CpWithSize = shell.define(
    "cp <in_file:file> <out|out_file:file>",
    outputs={"out_file_size": get_file_size},
)

# Parameterise the task
cp_with_size = CpWithSize(in_file=File.sample())

# Run the command
outputs = cp_with_size()


print(f"Size of the output file is: {outputs.out_file_size}")
Size of the output file is: 256

The callable can take any combination of the following arguments, which will be passed to it when it is called

  • field: the Field object to be provided a value, useful when writing generic callables

  • cache_dir: a Path object referencing the working directory the command was run within

  • inputs: a dictionary containing all the resolved inputs to the task

  • stdout: the standard output stream produced by the command

  • stderr: the standard error stream produced by the command

  • name of an input: the name of any of the input arguments to the task, including output args that are part of the command line (i.e. output files)

To make workflows that use the interface type-checkable, the canonical form of a shell task dataclass should inherit from shell.Def parameterized by its nested Outputs class, and the Outputs nested class should inherit from shell.Outputs.
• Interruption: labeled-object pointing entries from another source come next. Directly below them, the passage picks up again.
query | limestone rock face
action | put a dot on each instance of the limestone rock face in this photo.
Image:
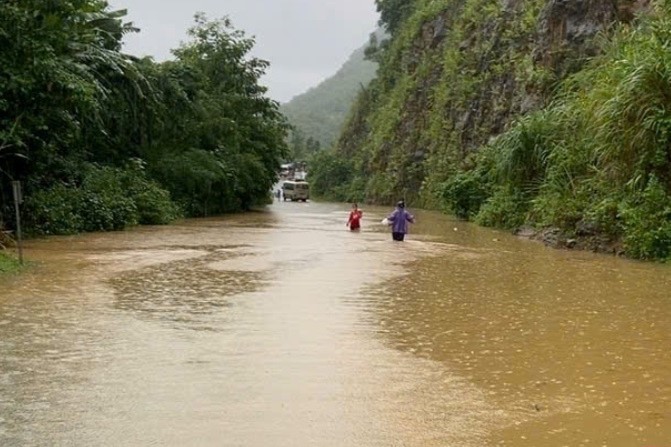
(460, 77)
(568, 26)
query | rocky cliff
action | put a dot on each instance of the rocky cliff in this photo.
(456, 74)
(554, 115)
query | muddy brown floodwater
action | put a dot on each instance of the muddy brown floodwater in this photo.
(282, 328)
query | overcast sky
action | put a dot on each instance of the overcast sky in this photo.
(305, 41)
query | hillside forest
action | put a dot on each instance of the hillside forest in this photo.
(317, 116)
(543, 115)
(101, 140)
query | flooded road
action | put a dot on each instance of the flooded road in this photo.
(282, 328)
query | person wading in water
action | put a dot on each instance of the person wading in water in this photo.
(399, 221)
(354, 221)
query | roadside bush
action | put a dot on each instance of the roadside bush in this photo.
(465, 193)
(154, 204)
(647, 223)
(107, 199)
(506, 208)
(54, 211)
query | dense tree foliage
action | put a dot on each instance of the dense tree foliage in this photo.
(102, 140)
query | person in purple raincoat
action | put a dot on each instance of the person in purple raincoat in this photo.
(399, 221)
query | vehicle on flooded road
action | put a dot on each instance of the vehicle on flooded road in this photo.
(296, 190)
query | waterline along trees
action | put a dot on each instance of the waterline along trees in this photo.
(102, 140)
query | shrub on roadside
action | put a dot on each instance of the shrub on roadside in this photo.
(107, 199)
(647, 223)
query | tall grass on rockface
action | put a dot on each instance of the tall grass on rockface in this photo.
(599, 159)
(8, 263)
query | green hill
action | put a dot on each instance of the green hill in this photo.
(320, 112)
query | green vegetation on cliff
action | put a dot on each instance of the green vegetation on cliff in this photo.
(8, 263)
(543, 113)
(102, 140)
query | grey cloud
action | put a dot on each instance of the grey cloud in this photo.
(304, 40)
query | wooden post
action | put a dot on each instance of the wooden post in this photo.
(18, 199)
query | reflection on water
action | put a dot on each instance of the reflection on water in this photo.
(283, 328)
(185, 292)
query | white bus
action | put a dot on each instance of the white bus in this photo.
(295, 191)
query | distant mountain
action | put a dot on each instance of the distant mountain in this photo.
(320, 112)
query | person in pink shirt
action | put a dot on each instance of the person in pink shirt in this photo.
(354, 221)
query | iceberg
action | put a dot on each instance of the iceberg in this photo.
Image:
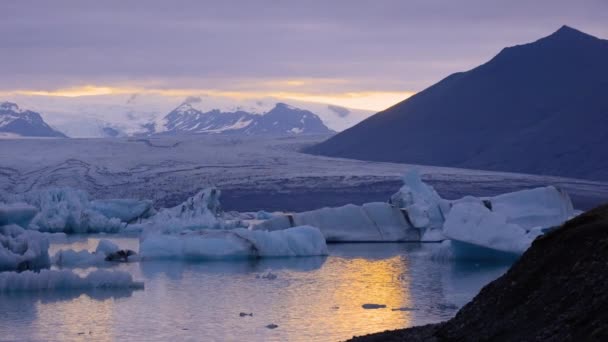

Arguments that are provided None values are not included in the command line, so optional arguments should be typed as one of these equivalent forms ty.Union[T, None], ty.Optional[T] or T | None and have a default of None.

[12]:
from pydra.utils.typing import MultiInputObj
from fileformats.generic import FsObject, Directory


@shell.define
class Cp(shell.Task["Cp.Outputs"]):

    executable = "cp"

    in_fs_objects: MultiInputObj[FsObject]
    recursive: bool = shell.arg(argstr="-R", default=False)
    text_arg: str = shell.arg(argstr="--text-arg")
    int_arg: int | None = shell.arg(argstr="--int-arg", default=None)
    tuple_arg: tuple[int, str] | None = shell.arg(argstr="--tuple-arg", default=None)

    class Outputs(shell.Outputs):
        out_dir: Directory = shell.outarg(path_template="{out_dir}")

Dynamic definitions

In some cases, it is required to generate the definition for a task dynamically, which can be done by just providing the executable to shell.define and specifying all inputs and outputs explicitly

[13]:
from fileformats.generic import File
from pydra.utils import print_help

ACommand = shell.define(
    "a-command",
    inputs={
        "in_file": shell.arg(type=File, help="output file", argstr="", position=-2)
    },
    outputs={
        "out_file": shell.outarg(type=File, help="output file", argstr="", position=-1),
        "out_file_size": {
            "type": int,
            "help": "size of the output directory",
            "callable": get_file_size,
        },
    },
)

print_help(ACommand)
-------------------------------
Help for Shell task 'a_command'
-------------------------------

Inputs:
- executable: str | Sequence[str]; default = 'a-command'
    the first part of the command, can be a string, e.g. 'ls', or a list, e.g.
    ['ls', '-l', 'dirname']
- out_file: Path | bool; default = True
    The path specified for the output file, if True, the default 'path
    template' will be used.
- in_file: generic/file
    output file
- append_args: list[str | generic/file]; default-factory = list()
    Additional free-form arguments to append to the end of the command.

Outputs:
- out_file: generic/file
    output file
- out_file_size: int
    size of the output directory
- return_code: int
    The process' exit code.
- stdout: str
    The standard output stream produced by the command.
- stderr: str
    The standard error stream produced by the command.